Таким образом, перегрузка материи электронами, которая разыгрывается на башне, имеет двойное значение: во-первых, как метафора научного эксперимента, который хотя и не удается, но производит новые акты познания, а во-вторых, как метафора нарушения сексуального табу, вследствие которого инженер Электрон буквально «приходит в чувство» и получает свое чувственное (хотя в первый момент и путаное) самовосприятие, когда его магически-научная власть над природой и техникой отказывает и превращает всемогущество в бессилие.

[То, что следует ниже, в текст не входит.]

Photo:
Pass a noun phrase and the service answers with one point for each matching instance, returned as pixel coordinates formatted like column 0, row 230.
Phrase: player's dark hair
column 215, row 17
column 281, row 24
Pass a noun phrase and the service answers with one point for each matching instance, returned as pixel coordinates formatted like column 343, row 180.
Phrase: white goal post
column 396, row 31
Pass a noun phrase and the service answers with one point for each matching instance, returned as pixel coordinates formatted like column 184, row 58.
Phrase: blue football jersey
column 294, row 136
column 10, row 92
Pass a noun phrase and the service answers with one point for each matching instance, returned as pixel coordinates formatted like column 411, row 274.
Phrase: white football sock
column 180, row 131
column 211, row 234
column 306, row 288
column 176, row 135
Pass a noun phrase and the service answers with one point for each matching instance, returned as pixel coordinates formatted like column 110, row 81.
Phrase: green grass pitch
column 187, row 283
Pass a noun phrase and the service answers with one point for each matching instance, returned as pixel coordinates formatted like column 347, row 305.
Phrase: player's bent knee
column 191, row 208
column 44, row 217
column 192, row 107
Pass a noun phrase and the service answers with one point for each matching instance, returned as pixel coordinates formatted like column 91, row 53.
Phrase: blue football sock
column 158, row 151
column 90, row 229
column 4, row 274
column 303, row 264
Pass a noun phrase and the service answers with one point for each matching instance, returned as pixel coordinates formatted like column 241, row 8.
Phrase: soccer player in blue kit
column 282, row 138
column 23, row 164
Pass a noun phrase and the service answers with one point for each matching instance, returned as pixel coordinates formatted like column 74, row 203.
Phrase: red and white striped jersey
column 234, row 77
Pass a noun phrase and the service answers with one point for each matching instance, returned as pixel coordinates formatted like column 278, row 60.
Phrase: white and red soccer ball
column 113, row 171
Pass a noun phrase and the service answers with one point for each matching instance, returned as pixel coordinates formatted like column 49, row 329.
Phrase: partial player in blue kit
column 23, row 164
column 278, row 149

Эту топику можно понять в рамках шизоидного самовосприятия отношений человека с техникой, которое может проецироваться на самоконституирование инженерного дискурса: «Реальность духа функционирует, собственно, как мужская потенция, как идеал мужской симуляции возвышенного. Реальный же, материальный мир содержит новые возможности: материя, материнское вещество, hyl'e – которая, будучи женственным веществом, обесценивается философией по сравнению с мыслительным началом; и лишь страх перед демонической женственностью останавливает; инженер как насильник природы лишь в половой борьбе насильственно должен вписать в женственное тело природы свое воинственно-героическое техническое воображение. Письмо техники завоевательное, подчиняющее, предлагающее одновременно с насилием над природой модельный образ дисциплинированной и укрощенной женщины» 218 .
218
Lachmayer H. Vom Ikarus zum Airbus. S. 28.
Свой отчет о происшествии инженер Электрон заканчивает утверждением, что должна существовать загадочная форма энергии, и призывает овладеть этой «тайной». Тут слово опять берет Пережиток и сообщает о мобилизации всего человечества против общего врага – «Тайны» и ее загадочных сил.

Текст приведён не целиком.